The Indonesian Air Force sent a Boeing 737-200 Surveiller reconnaissance aircraft at around 07:00 UTC+8:00 on 4 July to monitor their movements. When the 737 contacted the Hornets to ask where they are heading, the Hornets replied "We are in international waters."

The American warship fleet was still transiting the area and claimed to be in international waters. On that occasion, the 737 photographed the Carl Vinson, two frigates, and a destroyer. This reconnaissance was escorted by two US Navy F/A-18 Hornets.

Following up on this incident, the House of Representatives of Indonesia (DPR) asked the Indonesian government, through the Minister of Foreign Affairs and the Minister of Defense, to issue a protest diplomatic note against the United States government. From the photos that were captured, the Indonesian government protested to the United States for entering Indonesian waters without permission.
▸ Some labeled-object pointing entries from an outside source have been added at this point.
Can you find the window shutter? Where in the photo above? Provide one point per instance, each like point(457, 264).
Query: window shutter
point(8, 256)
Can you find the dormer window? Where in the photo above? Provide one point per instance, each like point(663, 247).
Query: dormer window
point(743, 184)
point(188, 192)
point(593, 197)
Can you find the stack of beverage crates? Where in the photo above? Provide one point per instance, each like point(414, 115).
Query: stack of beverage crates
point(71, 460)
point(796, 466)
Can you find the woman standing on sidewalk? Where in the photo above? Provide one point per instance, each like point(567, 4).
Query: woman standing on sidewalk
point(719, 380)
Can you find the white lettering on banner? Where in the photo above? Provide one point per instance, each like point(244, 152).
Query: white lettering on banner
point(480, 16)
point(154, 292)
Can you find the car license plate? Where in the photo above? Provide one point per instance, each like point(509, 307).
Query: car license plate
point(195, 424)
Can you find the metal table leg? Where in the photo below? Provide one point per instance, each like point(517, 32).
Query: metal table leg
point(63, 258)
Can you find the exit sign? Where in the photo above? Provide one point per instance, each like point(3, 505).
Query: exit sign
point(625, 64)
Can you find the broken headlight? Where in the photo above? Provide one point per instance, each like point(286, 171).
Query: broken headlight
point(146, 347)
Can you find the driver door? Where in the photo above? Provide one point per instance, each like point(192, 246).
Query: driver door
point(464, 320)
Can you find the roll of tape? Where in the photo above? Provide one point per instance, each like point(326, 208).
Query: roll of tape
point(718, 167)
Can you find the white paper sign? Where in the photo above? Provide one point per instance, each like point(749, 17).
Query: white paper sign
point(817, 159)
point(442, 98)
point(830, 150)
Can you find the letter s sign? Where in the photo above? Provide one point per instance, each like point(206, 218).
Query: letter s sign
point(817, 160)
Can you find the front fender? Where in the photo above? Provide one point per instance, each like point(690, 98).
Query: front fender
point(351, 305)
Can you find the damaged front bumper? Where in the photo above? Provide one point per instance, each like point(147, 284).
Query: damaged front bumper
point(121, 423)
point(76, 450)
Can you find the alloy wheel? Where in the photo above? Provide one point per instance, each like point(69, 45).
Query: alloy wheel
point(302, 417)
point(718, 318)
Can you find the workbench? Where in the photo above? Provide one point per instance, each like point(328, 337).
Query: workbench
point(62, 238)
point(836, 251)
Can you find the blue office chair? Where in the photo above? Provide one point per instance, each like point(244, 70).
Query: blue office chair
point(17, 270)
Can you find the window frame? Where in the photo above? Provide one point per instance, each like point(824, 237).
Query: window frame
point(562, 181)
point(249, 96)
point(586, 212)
The United States Embassy in Jakarta stated that the naval convoy had sought permission from the Indonesian government and that the warplanes involved in the incident did not violate international laws and that they had informed the Indonesian authorities beforehand about the exercise they were conducting. Indonesia denied receiving notification and said it did not issue security clearance for the Navy convoy. However, Indonesian Rear Air Marshal Wresnowiro said the US Navy requested permission to transit, "but our bureaucracy is too slow to pass the security clearance."

Carl Vinson went on to visit Perth on 14 July 2003. The carrier then visited Hong Kong on 6 August travelling back through the Java Sea on a similar path as in early July. During the 2003 deployment, VFA-22, VMFA-314, VFA-146, and VFA-147 deployed on Carl Vinson apparently with F/A-18C/D Hornet aircraft. It is not clear which squadron was involved in this incident, although according to an Indonesian monthly aviation magazine Angkasa, the F/A-18 Hornets belonged to the VFA-22.